From the Federal Inland Revenue Service (FIRS), the Acting Co-ordinating Director, General Services, Innocent Ohagwa, said there were no considerations for an upward review of tax structure for telecoms, stating that existing tax laws already made provisions on how to tax excess profit. According to them, FIRS will monitor the sector appropriately to ensure cost does not erode the profitability.

“The law is not discriminatory. The law is already on ground to tax every company or sector according to profitability.

“Ours is to ensure the cost they are booking is not capable of eroding their profit. The revenue service would monitor the sector closely and scrutinise their returns diligently.”

Professor of Economics at Babcock University, Segun Ajibola, maintained that any upward review of telcos taxation aside the statutory levy would be disincentive to investment.

“I do not succumb to any charge or levy on telecoms operators besides those that are statutorily allowed. Otherwise, it becomes a disincentive to the operators and akin to killing the goose that lays the golden egg.
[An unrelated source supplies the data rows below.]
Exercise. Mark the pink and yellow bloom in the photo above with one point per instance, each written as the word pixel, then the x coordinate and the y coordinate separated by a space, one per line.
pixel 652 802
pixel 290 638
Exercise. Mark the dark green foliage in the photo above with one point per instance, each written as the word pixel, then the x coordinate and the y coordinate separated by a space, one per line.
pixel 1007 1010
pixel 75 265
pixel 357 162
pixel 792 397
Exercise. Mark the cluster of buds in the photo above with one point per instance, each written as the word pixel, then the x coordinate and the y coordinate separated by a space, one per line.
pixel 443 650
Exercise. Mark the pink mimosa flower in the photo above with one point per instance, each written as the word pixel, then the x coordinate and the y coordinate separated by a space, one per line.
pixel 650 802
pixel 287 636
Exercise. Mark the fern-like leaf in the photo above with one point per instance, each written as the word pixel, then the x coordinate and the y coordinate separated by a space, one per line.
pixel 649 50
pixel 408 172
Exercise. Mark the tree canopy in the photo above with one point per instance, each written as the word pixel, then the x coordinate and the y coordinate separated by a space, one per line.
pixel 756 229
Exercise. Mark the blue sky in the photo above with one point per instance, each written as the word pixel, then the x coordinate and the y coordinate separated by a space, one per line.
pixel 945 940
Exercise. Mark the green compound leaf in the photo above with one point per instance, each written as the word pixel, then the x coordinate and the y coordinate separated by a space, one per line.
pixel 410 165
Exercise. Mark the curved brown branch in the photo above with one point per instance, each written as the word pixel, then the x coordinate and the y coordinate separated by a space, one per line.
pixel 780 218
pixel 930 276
“The telecoms industry remains one of the few vibrant industries in Nigeria’s economy. The reasons for this are not far fetched. The Nigerian population, size and structure of the business activities, the depth of the commercial segment, all account for the good performances of the telecoms sector.

“This should not attract any punitive measure from the authorities. Nigeria should continue to nurture the telecoms industry for sustained good performances.

“So long they keep meeting their statutory responsibilities to the state and contributing to Nigeria’s GDP, tax revenue, employment generation all with the attendant multiplier effects on the other sectors of the national economy, the country should feel contented with that,’ he said.

A former President of the Chartered Institute of Bankers of Nigeria, Dr. Uche Olowo, said existing tax template should be followed despite the amount of profit made by the firms at the end of any financial year.He pointed out that any increment outside what is currently obtainable would hamper investment in the sector.

Olowo argued that the industry could be persuaded to engage more in Corporate Social Responsibilities (CSR), especially in the rural areas through moral suasion.

An independent investor, Amaechi Egbo admitted that the nation’s tax-to-GDP ratio is relatively low when compared to other emerging countries. He argued that any further upward review for the telcos would be equivalent to double taxation, citing the withholding tax on dividend being collected by government and other charges paid to regulators.